Energy is interchangeable. So you can use electrical power to get mechanical power, like spinning the fan in your PC. Or to drive an electric car. Likewise, you can use mechanical power to get electrical power. Like this spinning of wind turbines to generate electricity, or the spinning of turbines in a hydroelectric dam
So
Electrical power = Mechanical Power
But not exactly, due to some energy lost as thermal energy
So, what if you took an Olymipic cyclist that can transform 700 Watts Chemical potential energy into kinetic energy. And put him onto an exercycle that contains a kinetic generator that transforms this 700 Watts kinetic energy into electrical energy. And then connect this to a toaster that transforms this 700 Watts into heat (and light) energy.
Then you could toast your bread?
He can keep his average Power to roughly 700 Watts for 63 seconds.
It is annoying that they didn't put another piece of bread in the other slot, as it wouldn't have used any more energy.
Anyway, how much Energy was needed to toast that piece of bread?
ΔE = P x t
ΔE = 700W x 63s
ΔE = 44,100 Joules
How much work did the cyclist do?
W = Pxt
W = 700W x 63s
W = 44,100 Joules
ΔE = W
So, it takes 44 Kilojoules to toast a piece of bread.
And he 'burnt' 44 KJ of his body's energy.
As a side note, if he eats that toast, he will gain 380 KJ of Chemical Potential Energy stored in the bread.
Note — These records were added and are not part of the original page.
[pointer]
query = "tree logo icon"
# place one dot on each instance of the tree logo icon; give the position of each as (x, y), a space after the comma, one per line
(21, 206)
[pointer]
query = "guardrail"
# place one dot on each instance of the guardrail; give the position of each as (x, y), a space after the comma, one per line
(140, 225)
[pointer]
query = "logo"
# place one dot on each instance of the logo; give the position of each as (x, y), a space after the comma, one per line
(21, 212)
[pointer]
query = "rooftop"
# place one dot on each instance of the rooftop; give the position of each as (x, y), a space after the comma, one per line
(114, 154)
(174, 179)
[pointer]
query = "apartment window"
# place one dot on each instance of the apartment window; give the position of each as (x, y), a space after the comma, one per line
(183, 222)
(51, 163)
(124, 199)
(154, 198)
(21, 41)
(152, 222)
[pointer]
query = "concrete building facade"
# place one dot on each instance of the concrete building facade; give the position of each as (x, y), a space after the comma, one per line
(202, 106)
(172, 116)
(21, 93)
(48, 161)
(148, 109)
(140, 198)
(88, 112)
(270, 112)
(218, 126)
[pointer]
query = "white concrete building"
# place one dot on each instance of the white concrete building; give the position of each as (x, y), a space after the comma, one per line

An extra geeky side note: The ingredients from bread are from the food chain, and the sun is the basis of all energy for all foodchains, so 380KJ of the sun's energy is in that piece of bread. Thus, the sun's energy powers him (and us).
Another side note:
Eddie's benchpress: 936 Watts, 17 seconds, 15900 Joules total
Robert's cycling: 700 Watts, 63 seconds, 44100 Joules
Why is there this difference? What does this say about these muscle groups? And why did cyclists replace grinders on the Team New Zealand Yacht?